Somebody once said Benjamin Netanyahu was an American politician who happens to be the head of a foreign state. The characterization is apt not only because of his fluent mastery of American English and his intuitive grasp of part of the American soul -- the part most fully expressed in the Mexican War of 1846-1848 -- but also in view of Netanyahu's extraordinary interventions in American politics in the Obama years: his back-to-back speeches opposing the president, delivered to Congress and AIPAC in May 2011, and his all-but-partisan hospitality to a phalanx of anti-Obama billionaires during Mitt Romney's campaign stop in Jerusalem in July 2012. We have been seeing another such intervention in July and August 2014. Netanyahu, from the first, deplored Obama's willingness to negotiate for an independent state with the Palestinian unity government (comprising the Palestinian Authority and Hamas) which was formed on June 2. Ten days later, the kidnapping and murder of three Jewish teenagers in the West Bank gave the Israeli government a legitimate cause for a response of some kind. In the same stroke, it offered an opportunity to break up the Palestinian unity government on the path of the retaliation.

If the Gaza offensive was carefully timed in a local sense, it also comes at a critical moment in US politics, just three months before the midterm elections, a time when even a president less cautious than Obama would take care how he shocked the predispositions of Jewish donors and the "swing voters" whose antagonism could lose him the Senate.

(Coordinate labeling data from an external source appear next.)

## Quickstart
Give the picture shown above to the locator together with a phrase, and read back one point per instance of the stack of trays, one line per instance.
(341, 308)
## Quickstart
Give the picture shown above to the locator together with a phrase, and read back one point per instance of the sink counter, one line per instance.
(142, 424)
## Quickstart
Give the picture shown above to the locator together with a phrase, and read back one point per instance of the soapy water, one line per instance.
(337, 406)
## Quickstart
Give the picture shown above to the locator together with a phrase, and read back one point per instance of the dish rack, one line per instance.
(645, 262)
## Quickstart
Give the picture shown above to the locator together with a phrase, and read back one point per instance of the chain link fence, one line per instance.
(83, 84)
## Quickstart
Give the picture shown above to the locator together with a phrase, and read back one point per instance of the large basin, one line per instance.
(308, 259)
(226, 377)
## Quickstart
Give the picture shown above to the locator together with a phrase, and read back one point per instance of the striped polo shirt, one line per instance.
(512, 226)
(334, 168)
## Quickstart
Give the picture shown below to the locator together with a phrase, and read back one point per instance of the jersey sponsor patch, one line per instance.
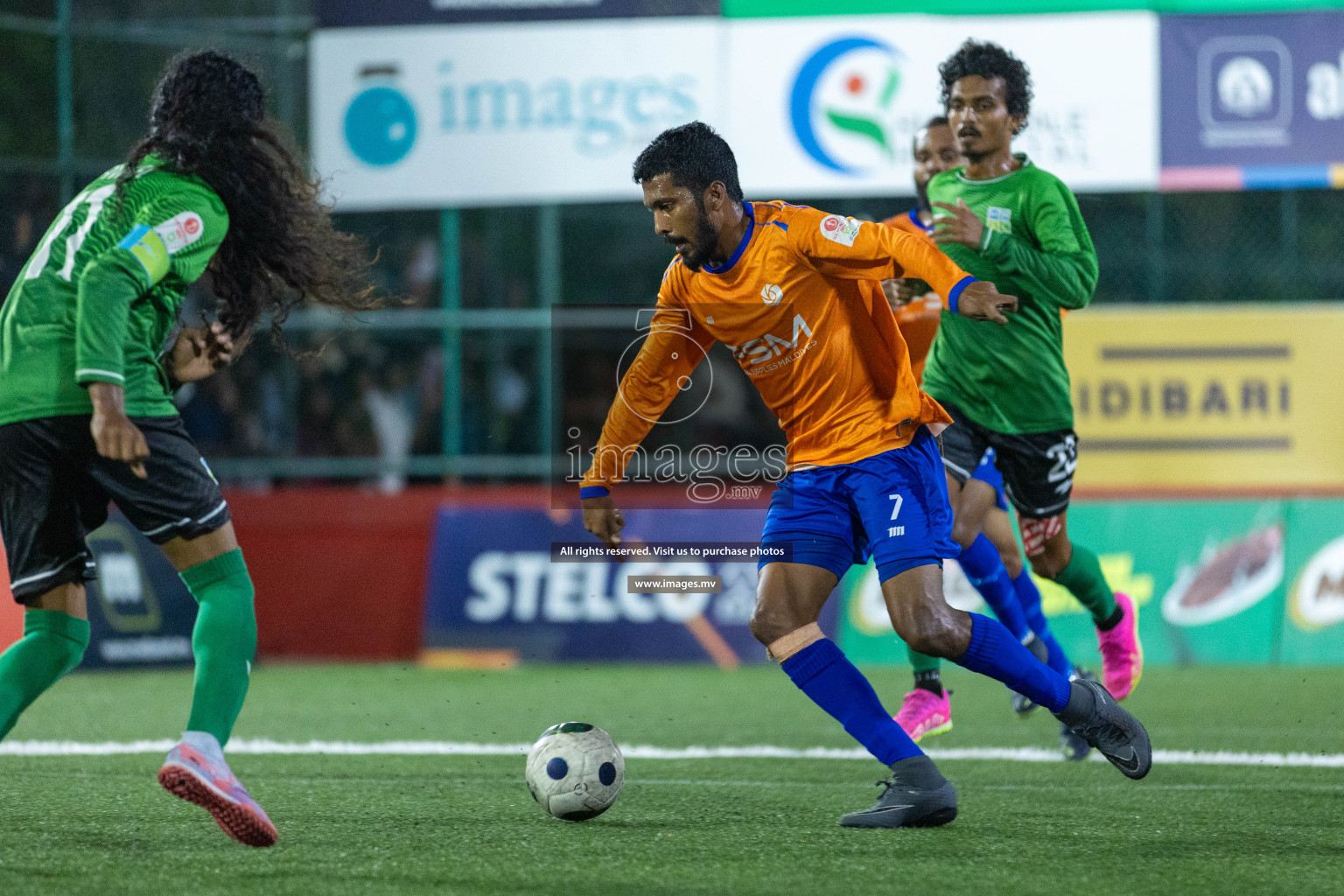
(999, 220)
(840, 230)
(180, 231)
(150, 250)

Coincidentally, on July 17 the Senate by unanimous consent passed a resolution in support of Israel backed by AIPAC. The resolution makes no mention of Palestinian deaths.

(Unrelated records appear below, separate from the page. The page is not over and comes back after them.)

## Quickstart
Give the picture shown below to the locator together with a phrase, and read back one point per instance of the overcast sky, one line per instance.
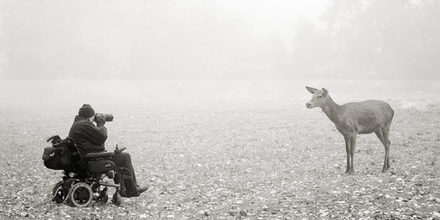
(219, 39)
(146, 39)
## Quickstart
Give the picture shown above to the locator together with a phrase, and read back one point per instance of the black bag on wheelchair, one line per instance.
(60, 155)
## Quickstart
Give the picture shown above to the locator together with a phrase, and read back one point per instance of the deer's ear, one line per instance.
(311, 90)
(325, 91)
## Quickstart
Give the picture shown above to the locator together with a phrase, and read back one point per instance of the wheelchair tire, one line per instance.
(59, 193)
(80, 195)
(117, 199)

There are many ways, after all, of mismatching words and actions, but the way the Senate chose is particularly craven: to subscribe your name to a pledge in someone else's words, concerning a catastrophic event you have not taken the trouble to learn about. With the exception of a few courageous journalists, the American view of Gaza -- the posture of looking away with pity and calling it "heartbreaking" as if the wild disparity of deaths did not exist -- has been an abortion of moral responsibility. It testifies to a poverty of leadership and civic conscience almost as desperate as that of the Israelis and the Palestinians half a world away.